SÃO PAULO – A new report shows the majority of digital banking fraud now takes place on mobile devices and, according to BioCatch data, the majority of those mobile devices appear to have been stolen immediately prior to when the fraud takes place.
Along with stolen devices, BioCatch – the global leader in digital fraud detection and financial crime prevention powered by behavioral biometric intelligence – highlights malware and social engineering scams (particularly bank impersonations) as the most prevalent types of fraud plaguing Brazil in 2024, resulting in an estimated $500 million in losses every year.

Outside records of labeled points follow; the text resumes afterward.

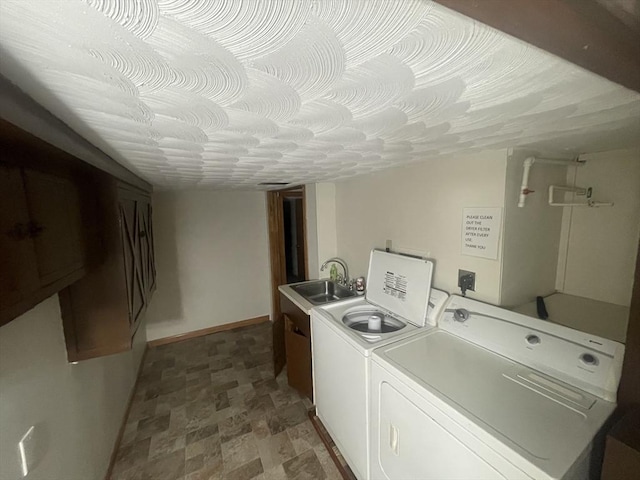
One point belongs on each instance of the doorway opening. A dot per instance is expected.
(288, 255)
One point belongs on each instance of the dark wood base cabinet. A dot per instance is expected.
(297, 336)
(70, 228)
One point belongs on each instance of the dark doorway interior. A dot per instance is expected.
(293, 239)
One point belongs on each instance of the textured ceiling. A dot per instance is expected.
(234, 93)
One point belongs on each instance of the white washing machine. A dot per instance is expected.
(491, 394)
(399, 302)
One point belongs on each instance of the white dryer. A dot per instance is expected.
(399, 302)
(490, 394)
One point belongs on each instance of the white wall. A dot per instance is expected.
(599, 245)
(531, 233)
(77, 409)
(212, 260)
(420, 208)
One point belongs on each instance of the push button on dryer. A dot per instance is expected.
(461, 315)
(532, 339)
(589, 359)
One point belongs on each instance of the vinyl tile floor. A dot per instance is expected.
(209, 408)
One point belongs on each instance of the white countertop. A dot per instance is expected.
(298, 300)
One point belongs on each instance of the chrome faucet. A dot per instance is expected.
(343, 264)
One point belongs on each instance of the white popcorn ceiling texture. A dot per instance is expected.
(230, 94)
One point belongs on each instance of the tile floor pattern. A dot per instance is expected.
(209, 408)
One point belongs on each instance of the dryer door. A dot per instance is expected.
(420, 442)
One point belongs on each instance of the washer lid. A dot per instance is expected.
(400, 284)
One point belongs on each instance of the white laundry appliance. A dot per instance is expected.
(491, 394)
(399, 302)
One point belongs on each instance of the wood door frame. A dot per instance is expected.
(275, 219)
(602, 39)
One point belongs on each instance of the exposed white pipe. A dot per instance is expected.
(524, 188)
(578, 191)
(528, 163)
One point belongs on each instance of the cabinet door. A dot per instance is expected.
(56, 221)
(145, 231)
(19, 276)
(129, 227)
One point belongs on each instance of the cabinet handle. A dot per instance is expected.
(35, 229)
(18, 232)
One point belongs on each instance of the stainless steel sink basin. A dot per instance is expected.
(323, 291)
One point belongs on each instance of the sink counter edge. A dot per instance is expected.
(298, 300)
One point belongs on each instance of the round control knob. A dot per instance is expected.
(533, 339)
(589, 359)
(461, 315)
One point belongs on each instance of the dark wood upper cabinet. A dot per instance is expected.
(18, 267)
(137, 246)
(69, 228)
(42, 244)
(102, 311)
(56, 223)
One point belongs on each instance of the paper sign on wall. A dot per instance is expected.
(481, 231)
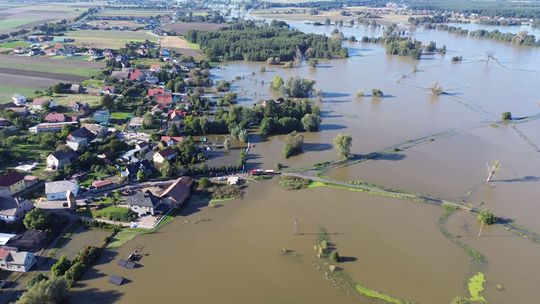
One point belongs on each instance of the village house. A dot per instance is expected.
(58, 190)
(37, 103)
(79, 139)
(14, 209)
(102, 117)
(135, 123)
(143, 203)
(12, 181)
(109, 90)
(13, 260)
(58, 159)
(171, 141)
(82, 109)
(18, 100)
(178, 192)
(76, 89)
(166, 154)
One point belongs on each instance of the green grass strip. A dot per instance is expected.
(370, 293)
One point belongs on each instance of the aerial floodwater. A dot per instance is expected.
(419, 145)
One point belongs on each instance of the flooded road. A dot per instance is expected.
(231, 254)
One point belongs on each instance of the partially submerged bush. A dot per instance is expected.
(293, 183)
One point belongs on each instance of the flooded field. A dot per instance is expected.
(233, 252)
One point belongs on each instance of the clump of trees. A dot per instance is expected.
(247, 40)
(293, 144)
(343, 144)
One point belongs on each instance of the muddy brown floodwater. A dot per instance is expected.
(233, 254)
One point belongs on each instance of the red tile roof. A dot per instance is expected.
(11, 178)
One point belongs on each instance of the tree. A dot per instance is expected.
(436, 89)
(298, 87)
(343, 143)
(293, 144)
(277, 83)
(227, 143)
(148, 120)
(485, 217)
(140, 175)
(61, 266)
(107, 101)
(50, 291)
(506, 116)
(493, 167)
(311, 122)
(204, 182)
(37, 219)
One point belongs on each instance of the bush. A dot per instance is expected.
(506, 116)
(61, 266)
(293, 183)
(377, 92)
(334, 257)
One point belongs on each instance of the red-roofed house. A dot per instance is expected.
(165, 154)
(155, 91)
(176, 115)
(164, 100)
(136, 75)
(171, 140)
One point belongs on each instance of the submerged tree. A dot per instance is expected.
(493, 167)
(436, 89)
(485, 217)
(343, 143)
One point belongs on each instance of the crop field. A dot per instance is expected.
(24, 75)
(133, 12)
(181, 46)
(14, 17)
(180, 28)
(108, 39)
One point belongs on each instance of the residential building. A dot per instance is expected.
(14, 209)
(37, 103)
(165, 154)
(13, 260)
(135, 123)
(13, 181)
(58, 190)
(178, 192)
(79, 139)
(76, 89)
(18, 100)
(102, 117)
(171, 141)
(58, 159)
(143, 203)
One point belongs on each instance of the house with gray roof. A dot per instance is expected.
(56, 191)
(143, 203)
(11, 259)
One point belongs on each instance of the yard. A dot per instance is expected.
(108, 39)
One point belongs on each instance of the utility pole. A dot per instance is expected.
(296, 227)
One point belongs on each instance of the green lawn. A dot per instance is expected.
(108, 39)
(50, 68)
(67, 99)
(12, 23)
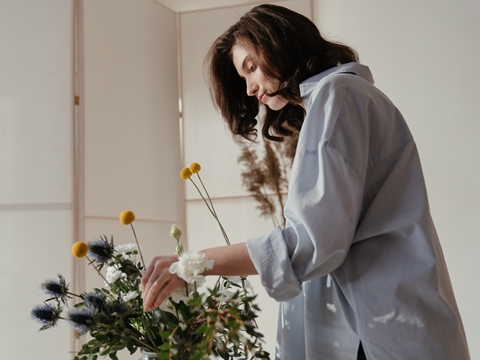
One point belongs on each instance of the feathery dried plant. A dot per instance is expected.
(266, 178)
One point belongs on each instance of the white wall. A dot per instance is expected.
(131, 126)
(36, 162)
(424, 56)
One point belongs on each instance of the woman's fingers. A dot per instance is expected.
(166, 290)
(157, 282)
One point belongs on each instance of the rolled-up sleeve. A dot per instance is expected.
(324, 200)
(322, 214)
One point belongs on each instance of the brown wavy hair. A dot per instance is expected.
(288, 48)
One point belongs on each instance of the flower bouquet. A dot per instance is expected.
(193, 323)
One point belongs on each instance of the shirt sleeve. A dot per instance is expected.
(322, 212)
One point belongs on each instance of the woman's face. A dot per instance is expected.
(257, 83)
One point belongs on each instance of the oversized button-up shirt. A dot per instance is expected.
(359, 259)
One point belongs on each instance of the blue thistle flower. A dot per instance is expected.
(81, 319)
(56, 288)
(46, 314)
(101, 250)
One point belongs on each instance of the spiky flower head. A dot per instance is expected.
(46, 314)
(101, 250)
(175, 232)
(185, 173)
(81, 319)
(79, 249)
(56, 288)
(195, 167)
(126, 217)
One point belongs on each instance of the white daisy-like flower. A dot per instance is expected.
(225, 295)
(190, 266)
(129, 296)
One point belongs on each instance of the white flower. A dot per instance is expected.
(224, 295)
(175, 232)
(190, 266)
(129, 296)
(113, 274)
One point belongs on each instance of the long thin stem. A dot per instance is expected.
(138, 246)
(212, 211)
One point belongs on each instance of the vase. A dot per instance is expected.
(147, 355)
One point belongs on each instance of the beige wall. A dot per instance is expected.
(424, 55)
(131, 126)
(36, 162)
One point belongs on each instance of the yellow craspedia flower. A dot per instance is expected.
(185, 173)
(79, 249)
(126, 217)
(195, 167)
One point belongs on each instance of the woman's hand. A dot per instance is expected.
(158, 283)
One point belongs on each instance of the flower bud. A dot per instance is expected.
(195, 167)
(175, 232)
(126, 217)
(185, 173)
(79, 249)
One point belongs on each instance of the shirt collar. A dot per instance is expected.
(307, 86)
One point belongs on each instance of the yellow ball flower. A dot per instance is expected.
(195, 167)
(79, 249)
(185, 173)
(126, 217)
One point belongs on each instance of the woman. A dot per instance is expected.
(359, 262)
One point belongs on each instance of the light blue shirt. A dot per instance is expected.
(359, 258)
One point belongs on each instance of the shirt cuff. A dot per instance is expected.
(269, 255)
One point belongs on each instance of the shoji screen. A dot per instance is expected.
(131, 124)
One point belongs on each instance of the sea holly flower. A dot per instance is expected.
(113, 274)
(46, 314)
(56, 288)
(94, 300)
(79, 249)
(101, 250)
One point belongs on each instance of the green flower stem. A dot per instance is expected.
(212, 211)
(138, 246)
(90, 262)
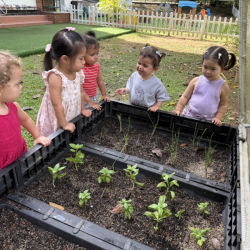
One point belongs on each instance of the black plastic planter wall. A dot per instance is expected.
(34, 163)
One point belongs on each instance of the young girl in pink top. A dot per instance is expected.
(92, 70)
(64, 97)
(208, 94)
(12, 145)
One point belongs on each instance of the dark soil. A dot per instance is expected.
(140, 145)
(19, 234)
(140, 228)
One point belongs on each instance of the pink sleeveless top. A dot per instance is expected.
(12, 145)
(205, 99)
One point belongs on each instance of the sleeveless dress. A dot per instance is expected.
(71, 101)
(205, 99)
(12, 145)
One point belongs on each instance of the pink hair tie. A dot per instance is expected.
(48, 47)
(70, 28)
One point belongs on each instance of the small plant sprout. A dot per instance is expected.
(127, 208)
(197, 233)
(54, 171)
(179, 214)
(84, 197)
(168, 184)
(120, 120)
(154, 124)
(79, 156)
(173, 148)
(106, 175)
(203, 207)
(208, 155)
(160, 211)
(196, 140)
(132, 171)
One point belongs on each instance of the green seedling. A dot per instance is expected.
(106, 175)
(208, 155)
(54, 171)
(203, 207)
(127, 208)
(79, 156)
(179, 214)
(84, 197)
(173, 148)
(197, 233)
(120, 120)
(196, 140)
(132, 171)
(160, 211)
(168, 184)
(154, 124)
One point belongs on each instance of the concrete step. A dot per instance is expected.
(24, 24)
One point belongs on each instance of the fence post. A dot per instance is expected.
(203, 26)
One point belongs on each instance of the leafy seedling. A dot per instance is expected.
(132, 171)
(173, 147)
(154, 124)
(168, 184)
(54, 171)
(179, 214)
(203, 207)
(196, 140)
(120, 120)
(79, 156)
(106, 175)
(197, 233)
(160, 211)
(127, 208)
(84, 197)
(208, 155)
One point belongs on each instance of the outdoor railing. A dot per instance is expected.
(159, 23)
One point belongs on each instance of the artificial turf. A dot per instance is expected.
(25, 41)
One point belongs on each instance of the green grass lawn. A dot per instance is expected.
(118, 58)
(25, 41)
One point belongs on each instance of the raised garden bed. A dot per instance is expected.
(33, 164)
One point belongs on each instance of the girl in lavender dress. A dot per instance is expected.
(208, 94)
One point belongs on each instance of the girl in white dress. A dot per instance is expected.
(64, 97)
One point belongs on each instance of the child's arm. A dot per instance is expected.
(122, 91)
(55, 89)
(155, 107)
(223, 105)
(186, 96)
(102, 88)
(30, 126)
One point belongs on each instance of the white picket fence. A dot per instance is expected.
(153, 22)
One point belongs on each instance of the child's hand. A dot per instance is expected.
(153, 108)
(122, 91)
(69, 127)
(217, 122)
(176, 112)
(86, 112)
(105, 98)
(94, 105)
(42, 140)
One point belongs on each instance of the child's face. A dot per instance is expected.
(91, 56)
(211, 70)
(79, 61)
(145, 67)
(11, 91)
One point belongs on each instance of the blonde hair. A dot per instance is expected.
(7, 62)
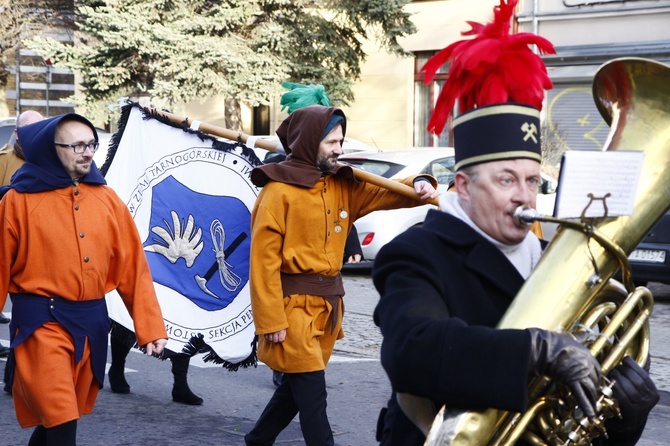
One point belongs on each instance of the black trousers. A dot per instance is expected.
(300, 393)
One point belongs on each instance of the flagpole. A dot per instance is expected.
(232, 135)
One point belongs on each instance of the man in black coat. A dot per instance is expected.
(444, 287)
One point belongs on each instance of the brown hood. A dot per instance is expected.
(300, 134)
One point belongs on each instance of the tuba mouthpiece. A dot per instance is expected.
(525, 215)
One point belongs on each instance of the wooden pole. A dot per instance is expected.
(361, 175)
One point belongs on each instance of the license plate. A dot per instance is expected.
(647, 256)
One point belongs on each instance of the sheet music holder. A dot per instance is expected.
(597, 179)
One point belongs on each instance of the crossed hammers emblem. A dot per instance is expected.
(531, 131)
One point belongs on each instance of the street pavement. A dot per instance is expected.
(356, 383)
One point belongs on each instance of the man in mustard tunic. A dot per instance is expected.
(299, 229)
(67, 240)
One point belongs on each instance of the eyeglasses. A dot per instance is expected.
(81, 147)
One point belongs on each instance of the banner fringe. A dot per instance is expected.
(197, 345)
(153, 114)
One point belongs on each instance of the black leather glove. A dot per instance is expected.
(636, 394)
(563, 358)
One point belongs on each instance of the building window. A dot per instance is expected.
(424, 104)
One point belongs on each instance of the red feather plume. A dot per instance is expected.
(492, 68)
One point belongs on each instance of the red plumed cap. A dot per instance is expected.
(494, 67)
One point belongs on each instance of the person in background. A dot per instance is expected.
(299, 227)
(59, 211)
(11, 158)
(353, 252)
(445, 285)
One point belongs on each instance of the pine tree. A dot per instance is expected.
(174, 51)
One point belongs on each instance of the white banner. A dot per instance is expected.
(191, 198)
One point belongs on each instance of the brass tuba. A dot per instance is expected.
(571, 287)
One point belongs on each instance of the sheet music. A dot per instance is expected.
(598, 173)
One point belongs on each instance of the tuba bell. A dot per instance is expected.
(571, 288)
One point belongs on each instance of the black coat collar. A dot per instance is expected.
(481, 256)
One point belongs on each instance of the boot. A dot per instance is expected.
(117, 379)
(181, 393)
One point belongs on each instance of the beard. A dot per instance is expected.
(326, 163)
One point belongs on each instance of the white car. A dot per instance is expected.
(380, 227)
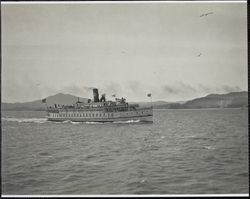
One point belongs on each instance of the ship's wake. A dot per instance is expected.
(43, 120)
(25, 120)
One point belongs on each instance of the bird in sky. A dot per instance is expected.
(205, 14)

“In a ‘falsa central’ social engineering scam, fraudsters pose as bank representatives or customer service agents, calling victims from vast call centers that specialize in these types of scams and conning them into revealing sensitive personal and financial information,” BioCatch Director in LATAM Cassiano Cavalcanti said. “Scammers then launder the money they steal from victims through sprawling networks of mule accounts, making the identification and shutdown of these mules vital to combatting fraud and financial crime both in Brazil and around the world.”
BioCatch reports 20% of the Brazilian population has fallen victim to a financial fraud in the last year, while 40% have done so in their lifetimes.
Other key report findings:
Fraudsters love Pix: In 2022, more than 70% of Brazil’s total fraud losses stemmed from transactions on the instant payment platform.
Romance scams pose dangers: In São Paulo, law enforcement linked 90% of kidnappings in the city to scams initiated through dating apps.
Workers targeted: More than 80% of social engineering scams in Brazil take place within normal business hours.
Behaviour doesn’t lie: BioCatch recorded signs of distraction in 40% of fraudulent transactions, while seeing a burst of activity immediately prior to the scam taking place 60% of the time.
“When a transaction is fraudulent,” BioCatch Director of Global Fraud Intelligence Tom Peacock said, “we observe a spike in activity from the accountholder’s legitimate device often followed by a new login from a device we’ve never seen before. This is social engineering in action. The scammer manipulates the victim with a fake – but very believable – story, coercing them into logging into their digital banking app and sharing information like one-time-password codes, so this bad actor can execute payments from their own device.”